The East Lee area has tried unsuccessfully in the past to elevate itself from being “unincorporated” to having a formal government. “Unincorporated” basically means you get to pay the same amount of taxes to Lee County as everyone else, but you receive fewer benefits than other “incorporated” areas. Why is that? Well, we have elected County Commissioners that largely only think of Fort Myers. Also, the majority of Commissioners represent the West side, so the two from the East side, even if they did strongly advocate for us, will always be outnumbered.
But all is not lost. In 2008, the last time incorporation was tried, 42% of people voted for it. 2008 was a truly bad time for East Lee. Vacant houses were everywhere, and home prices were sinking to amazingly low levels. It is hard to imagine now, but it was not unheard of to buy a three-bedroom, two-bath, 1800-square-foot home then for $50,000. When this happens, the property taxes go down because the values of the houses are down. That means the government has far less money to spend. Consider what we are going through now – that very same home could easily sell for $300,000. Back in 2008, a study was conducted to see if incorporation made financial sense based on the tax income the new government would bring in. 42% of people back then thought the numbers looked good. In the fifteen years since, our property values have gone up roughly 600% – that $50,000 home is now worth $300,000, after all. Also, consider that we’ve added at least 50,000 people to the local population. Clearly, the numbers add up now and are very, very promising.
One other thing to consider is how the overall community feels about this topic. This week, I met with a gentleman at my office named Derek Felder. He has a Facebook page dedicated to Incorporation, and it’s astonishing how many people are members of his page. People now realize that with our size, things need to change. Derek has given them a place to voice their support and also to organize. You see people discussing things most everyone agrees we need: more police presence on the roads, more shopping and restaurant options so we don’t have to drive into Fort Myers all the time, sidewalks, beautified and cared for roads, more parks, more places to meet, actual places to be entertained like movie theaters or venues for bands, and the list goes on and on. As it is, these wants simply will not happen anytime soon, so I believe it is best we do what rational adults do – assess things and take action.

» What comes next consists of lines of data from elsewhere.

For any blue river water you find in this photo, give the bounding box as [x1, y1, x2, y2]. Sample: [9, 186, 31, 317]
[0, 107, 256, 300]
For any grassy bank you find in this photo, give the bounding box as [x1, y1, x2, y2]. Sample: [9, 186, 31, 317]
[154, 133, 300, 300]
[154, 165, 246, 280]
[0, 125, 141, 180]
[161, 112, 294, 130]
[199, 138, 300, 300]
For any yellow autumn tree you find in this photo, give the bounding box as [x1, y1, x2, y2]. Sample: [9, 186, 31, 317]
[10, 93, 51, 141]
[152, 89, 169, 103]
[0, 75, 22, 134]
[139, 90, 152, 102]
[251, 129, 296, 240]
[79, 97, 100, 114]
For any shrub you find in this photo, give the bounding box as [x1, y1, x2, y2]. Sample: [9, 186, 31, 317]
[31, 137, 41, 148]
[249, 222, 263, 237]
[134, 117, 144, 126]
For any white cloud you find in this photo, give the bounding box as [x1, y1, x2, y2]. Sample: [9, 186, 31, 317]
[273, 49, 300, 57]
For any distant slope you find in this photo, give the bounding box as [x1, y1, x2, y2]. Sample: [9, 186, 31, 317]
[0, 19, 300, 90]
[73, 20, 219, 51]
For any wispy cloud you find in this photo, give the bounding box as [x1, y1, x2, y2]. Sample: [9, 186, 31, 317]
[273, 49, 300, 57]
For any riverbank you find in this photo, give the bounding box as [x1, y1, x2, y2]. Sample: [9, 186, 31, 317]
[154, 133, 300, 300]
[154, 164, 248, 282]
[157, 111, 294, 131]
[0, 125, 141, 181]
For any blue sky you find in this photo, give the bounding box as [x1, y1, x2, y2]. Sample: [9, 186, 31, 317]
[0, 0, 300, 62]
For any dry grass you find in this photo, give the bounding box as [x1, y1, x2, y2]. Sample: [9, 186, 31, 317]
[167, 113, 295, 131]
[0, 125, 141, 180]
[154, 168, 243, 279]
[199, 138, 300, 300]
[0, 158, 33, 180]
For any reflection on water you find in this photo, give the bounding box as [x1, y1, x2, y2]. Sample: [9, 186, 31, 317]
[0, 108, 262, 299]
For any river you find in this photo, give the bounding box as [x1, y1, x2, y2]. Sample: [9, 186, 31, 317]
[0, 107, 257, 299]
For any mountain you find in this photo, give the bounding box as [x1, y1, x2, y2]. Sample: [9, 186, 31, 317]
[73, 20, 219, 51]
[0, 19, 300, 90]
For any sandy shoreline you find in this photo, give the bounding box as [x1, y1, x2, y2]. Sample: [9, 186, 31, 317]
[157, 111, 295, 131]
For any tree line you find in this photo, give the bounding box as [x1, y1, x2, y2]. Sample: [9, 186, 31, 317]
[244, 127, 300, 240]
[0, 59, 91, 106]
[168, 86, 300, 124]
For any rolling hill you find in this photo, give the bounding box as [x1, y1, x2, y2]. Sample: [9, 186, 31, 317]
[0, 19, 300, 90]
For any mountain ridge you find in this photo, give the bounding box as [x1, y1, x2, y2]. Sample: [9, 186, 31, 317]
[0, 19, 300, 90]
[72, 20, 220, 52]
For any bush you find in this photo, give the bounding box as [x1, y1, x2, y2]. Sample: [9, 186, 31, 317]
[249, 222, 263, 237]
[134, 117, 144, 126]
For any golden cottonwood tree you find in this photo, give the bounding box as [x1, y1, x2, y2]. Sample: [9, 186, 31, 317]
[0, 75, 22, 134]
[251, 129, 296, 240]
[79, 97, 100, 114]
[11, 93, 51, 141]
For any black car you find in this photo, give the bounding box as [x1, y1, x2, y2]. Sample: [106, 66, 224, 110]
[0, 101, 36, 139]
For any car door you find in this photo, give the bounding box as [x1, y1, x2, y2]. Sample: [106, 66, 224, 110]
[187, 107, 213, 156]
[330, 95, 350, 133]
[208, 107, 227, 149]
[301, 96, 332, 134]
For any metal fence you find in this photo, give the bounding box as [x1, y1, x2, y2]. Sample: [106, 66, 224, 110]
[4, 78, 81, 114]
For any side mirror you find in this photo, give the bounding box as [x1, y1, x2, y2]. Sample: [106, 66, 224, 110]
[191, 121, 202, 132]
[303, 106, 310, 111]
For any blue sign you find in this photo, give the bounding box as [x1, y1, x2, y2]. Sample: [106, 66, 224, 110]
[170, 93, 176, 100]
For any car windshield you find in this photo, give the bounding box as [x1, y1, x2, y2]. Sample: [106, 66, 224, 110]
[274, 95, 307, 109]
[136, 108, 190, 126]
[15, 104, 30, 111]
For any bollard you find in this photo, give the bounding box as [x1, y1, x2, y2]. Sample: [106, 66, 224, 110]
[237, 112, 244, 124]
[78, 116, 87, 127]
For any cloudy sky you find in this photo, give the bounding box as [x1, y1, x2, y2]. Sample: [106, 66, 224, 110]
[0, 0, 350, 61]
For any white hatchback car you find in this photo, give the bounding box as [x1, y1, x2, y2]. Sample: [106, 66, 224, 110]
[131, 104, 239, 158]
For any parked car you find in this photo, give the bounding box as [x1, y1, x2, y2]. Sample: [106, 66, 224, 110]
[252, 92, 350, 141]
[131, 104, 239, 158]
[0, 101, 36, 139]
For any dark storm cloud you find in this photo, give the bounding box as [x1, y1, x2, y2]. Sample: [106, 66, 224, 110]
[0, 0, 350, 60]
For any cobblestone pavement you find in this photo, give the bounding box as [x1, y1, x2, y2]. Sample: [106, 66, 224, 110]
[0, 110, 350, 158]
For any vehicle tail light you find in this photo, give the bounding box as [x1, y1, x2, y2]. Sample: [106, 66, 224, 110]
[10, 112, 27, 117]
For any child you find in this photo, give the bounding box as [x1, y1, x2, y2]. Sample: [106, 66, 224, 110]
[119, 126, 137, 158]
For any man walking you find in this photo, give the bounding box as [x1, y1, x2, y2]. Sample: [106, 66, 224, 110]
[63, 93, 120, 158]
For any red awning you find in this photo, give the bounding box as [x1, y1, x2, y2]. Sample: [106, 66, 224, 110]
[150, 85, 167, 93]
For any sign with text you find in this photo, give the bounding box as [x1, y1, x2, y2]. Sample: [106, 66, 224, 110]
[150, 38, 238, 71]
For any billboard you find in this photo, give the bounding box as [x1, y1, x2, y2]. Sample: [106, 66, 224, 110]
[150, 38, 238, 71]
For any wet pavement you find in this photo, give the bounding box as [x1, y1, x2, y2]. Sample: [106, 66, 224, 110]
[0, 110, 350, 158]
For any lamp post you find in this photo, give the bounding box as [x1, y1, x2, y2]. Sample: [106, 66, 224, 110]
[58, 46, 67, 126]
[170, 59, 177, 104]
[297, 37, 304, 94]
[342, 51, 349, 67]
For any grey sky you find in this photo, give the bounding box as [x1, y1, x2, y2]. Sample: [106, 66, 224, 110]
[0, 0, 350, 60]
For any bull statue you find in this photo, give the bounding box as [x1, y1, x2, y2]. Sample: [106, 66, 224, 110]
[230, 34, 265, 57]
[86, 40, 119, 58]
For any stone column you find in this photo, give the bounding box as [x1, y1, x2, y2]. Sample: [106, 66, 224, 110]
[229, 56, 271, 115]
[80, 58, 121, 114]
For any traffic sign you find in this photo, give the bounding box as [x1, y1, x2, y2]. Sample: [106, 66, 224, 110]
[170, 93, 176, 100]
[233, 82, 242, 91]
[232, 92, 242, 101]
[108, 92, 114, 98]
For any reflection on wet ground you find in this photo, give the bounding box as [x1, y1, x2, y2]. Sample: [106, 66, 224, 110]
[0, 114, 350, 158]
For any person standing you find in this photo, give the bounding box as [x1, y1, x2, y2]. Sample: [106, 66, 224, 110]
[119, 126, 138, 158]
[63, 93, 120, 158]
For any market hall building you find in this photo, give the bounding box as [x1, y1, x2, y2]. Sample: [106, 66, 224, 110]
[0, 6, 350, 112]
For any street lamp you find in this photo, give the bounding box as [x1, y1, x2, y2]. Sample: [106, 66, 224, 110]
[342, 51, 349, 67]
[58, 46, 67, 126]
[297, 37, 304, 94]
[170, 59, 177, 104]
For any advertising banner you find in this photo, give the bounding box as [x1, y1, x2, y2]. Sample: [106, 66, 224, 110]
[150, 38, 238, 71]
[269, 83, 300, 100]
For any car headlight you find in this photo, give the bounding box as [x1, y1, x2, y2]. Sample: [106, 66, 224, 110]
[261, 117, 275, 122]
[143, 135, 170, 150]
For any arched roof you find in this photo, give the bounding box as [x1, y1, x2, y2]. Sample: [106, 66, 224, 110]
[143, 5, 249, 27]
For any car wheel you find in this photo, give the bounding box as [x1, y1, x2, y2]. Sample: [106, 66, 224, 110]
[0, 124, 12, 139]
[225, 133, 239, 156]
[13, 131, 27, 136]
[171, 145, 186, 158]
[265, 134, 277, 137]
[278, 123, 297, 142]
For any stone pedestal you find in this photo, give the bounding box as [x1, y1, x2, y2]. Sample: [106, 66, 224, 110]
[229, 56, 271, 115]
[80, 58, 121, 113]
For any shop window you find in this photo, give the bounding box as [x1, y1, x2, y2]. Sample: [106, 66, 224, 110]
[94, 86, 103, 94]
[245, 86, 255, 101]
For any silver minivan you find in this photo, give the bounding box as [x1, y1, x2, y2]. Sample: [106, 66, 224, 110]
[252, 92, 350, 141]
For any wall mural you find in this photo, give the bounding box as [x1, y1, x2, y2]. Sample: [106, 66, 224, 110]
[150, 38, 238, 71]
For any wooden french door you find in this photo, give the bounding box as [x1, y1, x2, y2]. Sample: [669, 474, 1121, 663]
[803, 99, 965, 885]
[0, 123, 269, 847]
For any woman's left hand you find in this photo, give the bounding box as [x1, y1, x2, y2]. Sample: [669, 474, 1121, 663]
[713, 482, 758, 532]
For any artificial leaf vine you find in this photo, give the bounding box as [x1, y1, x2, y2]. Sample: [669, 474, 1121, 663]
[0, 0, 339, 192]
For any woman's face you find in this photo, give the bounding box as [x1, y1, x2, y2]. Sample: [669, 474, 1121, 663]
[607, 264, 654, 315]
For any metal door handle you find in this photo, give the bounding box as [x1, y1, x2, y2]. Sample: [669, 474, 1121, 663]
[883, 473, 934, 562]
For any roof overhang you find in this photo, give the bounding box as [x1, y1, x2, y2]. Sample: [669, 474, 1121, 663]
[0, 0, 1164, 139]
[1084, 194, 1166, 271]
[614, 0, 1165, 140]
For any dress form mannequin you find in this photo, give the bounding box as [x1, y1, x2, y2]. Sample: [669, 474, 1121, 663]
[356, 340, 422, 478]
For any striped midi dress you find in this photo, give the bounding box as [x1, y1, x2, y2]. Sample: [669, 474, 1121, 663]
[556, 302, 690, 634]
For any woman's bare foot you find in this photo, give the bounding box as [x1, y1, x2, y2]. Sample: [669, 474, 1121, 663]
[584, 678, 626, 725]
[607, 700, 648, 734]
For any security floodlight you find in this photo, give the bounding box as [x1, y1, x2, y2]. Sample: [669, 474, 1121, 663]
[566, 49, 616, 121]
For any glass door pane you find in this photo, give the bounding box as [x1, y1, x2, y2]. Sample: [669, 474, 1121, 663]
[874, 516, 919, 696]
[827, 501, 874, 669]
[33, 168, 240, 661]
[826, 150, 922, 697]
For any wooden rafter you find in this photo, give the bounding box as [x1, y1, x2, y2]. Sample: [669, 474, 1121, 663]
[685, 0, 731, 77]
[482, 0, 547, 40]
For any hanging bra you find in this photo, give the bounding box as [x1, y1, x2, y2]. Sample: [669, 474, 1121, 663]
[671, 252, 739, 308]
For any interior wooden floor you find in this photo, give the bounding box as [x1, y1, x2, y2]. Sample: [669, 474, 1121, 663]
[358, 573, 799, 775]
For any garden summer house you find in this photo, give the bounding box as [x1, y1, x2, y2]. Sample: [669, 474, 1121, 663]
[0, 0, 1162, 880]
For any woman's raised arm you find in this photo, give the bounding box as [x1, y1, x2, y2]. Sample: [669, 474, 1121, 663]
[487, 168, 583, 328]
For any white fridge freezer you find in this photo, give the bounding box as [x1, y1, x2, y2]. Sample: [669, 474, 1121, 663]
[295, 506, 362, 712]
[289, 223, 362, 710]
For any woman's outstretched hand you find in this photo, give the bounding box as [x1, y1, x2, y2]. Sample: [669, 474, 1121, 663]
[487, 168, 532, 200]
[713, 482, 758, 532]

I’ve already met with our State Representative, Tiffany Esposito, and she’s all in on helping us get the ball rolling. My meetings with different County leaders have shown a consistent theme that they acknowledge it’s time for Lehigh to grow up and start taking care of itself. They also realize, and I don’t take this as cynical, that we are clogging their roads so if we had all of these nice options, we would no longer need to drive into Fort Myers to experience them. Now, this is a multi-year project and will require a lot of people working together to make it happen. To be completely fair, I have only laid out the positives of Incorporation. A feasibility study must be done to be sure that this is a good idea, not just for the overall improvements, but that it is also a good financial idea. No one, and I am darn sure one of them, wants to pay additional taxes, so being a rational adult, I want to see what this study says, and we can make good decisions then. In the meantime, I suggest we plow forward and get the ball rolling and prioritize that study while also checking off the other boxes to get this going. It cannot go forward without a community vote, no matter what, so this article is merely to plant the seed of what I consider a great idea whose time has finally come.